20th-21st century Native American potter

Juanita Inez Ortiz, also known as Inez Ortiz (1960 – 2008) was a Native American Cochiti Pueblo artist, specializing in pottery. She is of the Herrera family of Pueblo potters in New Mexico, whose work is often found in art collections and in art museums. She was from the Cochiti Pueblo in Cochiti, New Mexico.

== Biography ==
Inez Ortiz was born in 1960 into the Herrera family, known for their pueblo pottery. She started learning pottery making from her mother and grandmother at a very early age, as was traditionally done. Her pottery designs and shapes remained traditional much like those of her mother and unlike that of her siblings. She is the daughter of Cochiti potter Seferina Ortiz (1931–2007) and granddaughter of Cochiti potter, Laurencita Herrera (1912–1984). Her three siblings are also potters, Virgil Ortiz, Joyce Lewis, and Janice Ortiz. Additionally her daughter, Lisa Holt is also a potter and ceramist.
"I make all kinds of things: bears, nativity sets, miniatures, storyteller figurines, owls, turtles, and clay drums. I mold the 'couple' pieces [a man and woman together] in different sizes. I'm also into the ceramics to make some things easier. I go back to the traditional because people like it." - Inez Ortiz
Traditional Cochiti pottery has been disappearing for many decades. The creation of storytellers by Helen Cordero at Cochiti in 1964, and their ensuing popularity, resulted in Cochiti Pueblo potters turning to the production of these highly marketable forms. The older Cochiti style which primarily focused on animal and human figures was abandoned on a large scale.

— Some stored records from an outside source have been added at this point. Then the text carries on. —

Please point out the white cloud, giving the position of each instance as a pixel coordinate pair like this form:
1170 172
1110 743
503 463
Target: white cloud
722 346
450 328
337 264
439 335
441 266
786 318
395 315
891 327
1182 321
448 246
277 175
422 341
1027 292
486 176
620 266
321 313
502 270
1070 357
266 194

Inez's brother Virgil began to recreate the figures that were made using the early 20th century Cochiti-style. Inez became inspired and impressed and began to make human and animal figures using traditional Cochiti techniques to create beautiful pottery and continue the work of her predecessors hundreds of years ago.

Her work is part of various permanent museum collections, including the Birmingham Museum of Art (BMA), the National Museum of the American Indian and the Spencer Museum of Art.